Wednesday 8th September 1915: The adjutant of the 7th Battalion, Bedfordshire Regiment is Captain Paul Raymond Meautys(1). He updated us this morning about what happened to his unit yesterday as it mans the front line near the village of Fricourt north of the River Somme and suggested that we might like to print some of these snapshots or daily life in the trenches, to which we have agreed(2).

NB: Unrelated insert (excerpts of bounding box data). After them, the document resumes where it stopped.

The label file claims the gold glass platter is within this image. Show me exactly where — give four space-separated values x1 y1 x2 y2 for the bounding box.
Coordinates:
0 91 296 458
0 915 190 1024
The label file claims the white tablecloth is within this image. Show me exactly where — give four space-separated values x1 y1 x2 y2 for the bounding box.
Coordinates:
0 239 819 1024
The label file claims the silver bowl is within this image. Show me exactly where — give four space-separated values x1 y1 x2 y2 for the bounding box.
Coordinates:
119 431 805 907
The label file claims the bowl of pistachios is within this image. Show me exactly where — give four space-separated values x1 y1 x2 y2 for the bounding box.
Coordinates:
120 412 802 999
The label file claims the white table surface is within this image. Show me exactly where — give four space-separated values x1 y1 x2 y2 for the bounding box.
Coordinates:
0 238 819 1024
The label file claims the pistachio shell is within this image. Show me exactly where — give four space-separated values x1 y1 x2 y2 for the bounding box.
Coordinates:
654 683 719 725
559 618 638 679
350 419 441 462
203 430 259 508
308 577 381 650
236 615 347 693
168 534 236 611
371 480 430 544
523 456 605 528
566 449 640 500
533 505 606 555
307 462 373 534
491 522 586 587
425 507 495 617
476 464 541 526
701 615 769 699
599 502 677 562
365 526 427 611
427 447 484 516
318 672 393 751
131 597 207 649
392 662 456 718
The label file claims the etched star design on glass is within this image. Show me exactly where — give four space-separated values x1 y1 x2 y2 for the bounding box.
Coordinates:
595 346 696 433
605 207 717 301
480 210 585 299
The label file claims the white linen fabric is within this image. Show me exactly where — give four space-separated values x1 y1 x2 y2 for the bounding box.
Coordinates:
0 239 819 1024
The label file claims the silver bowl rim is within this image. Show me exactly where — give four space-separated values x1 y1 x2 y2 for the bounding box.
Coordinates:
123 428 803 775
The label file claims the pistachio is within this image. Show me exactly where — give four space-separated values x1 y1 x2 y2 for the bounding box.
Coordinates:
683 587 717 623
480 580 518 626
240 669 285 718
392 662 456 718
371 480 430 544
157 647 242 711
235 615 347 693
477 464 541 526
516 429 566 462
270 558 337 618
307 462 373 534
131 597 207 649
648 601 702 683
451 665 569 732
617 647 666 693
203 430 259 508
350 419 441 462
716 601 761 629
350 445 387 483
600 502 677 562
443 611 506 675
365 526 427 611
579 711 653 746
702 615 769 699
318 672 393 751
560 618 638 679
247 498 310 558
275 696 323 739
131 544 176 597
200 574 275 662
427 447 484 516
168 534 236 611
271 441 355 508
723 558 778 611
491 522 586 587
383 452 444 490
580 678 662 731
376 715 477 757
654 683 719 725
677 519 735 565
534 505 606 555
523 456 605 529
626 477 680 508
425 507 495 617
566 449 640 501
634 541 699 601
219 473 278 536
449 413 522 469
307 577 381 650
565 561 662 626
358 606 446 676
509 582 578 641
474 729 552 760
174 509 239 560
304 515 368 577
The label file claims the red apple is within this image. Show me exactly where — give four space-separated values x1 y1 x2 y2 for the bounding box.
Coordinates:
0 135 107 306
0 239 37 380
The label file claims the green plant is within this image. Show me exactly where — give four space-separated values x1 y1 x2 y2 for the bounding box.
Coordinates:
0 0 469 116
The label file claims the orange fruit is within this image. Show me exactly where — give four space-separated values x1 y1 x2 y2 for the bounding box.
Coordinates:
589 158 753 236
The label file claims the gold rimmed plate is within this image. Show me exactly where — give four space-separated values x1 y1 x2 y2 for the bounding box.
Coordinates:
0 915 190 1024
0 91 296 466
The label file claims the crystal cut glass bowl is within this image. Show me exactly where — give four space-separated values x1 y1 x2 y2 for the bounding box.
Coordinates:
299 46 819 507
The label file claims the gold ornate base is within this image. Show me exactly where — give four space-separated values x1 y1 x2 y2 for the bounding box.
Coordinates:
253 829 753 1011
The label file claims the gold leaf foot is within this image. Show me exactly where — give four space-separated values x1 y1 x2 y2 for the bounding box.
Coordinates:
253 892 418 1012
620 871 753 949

Yesterday morning the weather was fine and warm, about 11 am the Germans fired two rounds High Explosive which fell near a redoubt close by. Our guns replied with three rounds of shell. Three men reported wounded.
At 10pm the 11th Battalion, Royal Fusiliers blew up a mine. This was followed by rapid rifle fire and by machine gun fire. The Royal Fusiliers occupied the lip of the crater they had created(3). The Bedfords suffered one killed and one wounded.
Source: X550/8/1
(1) Sadly he would be killed on 16th June 1917 when serving with 2nd Battalion, South Staffordshire Regiment; he was 26 years old and lies buried in London Cemetery, Neuville-Vitasse near Arras.
(2) Robert Graves gives a vivid description of front line life in precisely this spot in his book Goodbye to All That. He was an officer in 1st Battalion, Royal Welch Fusiliers in 7th Division (the same division as 2nd Battalion, Bedfordshire Regiment)
(3) The Somme was chalk downland which was easy to mine.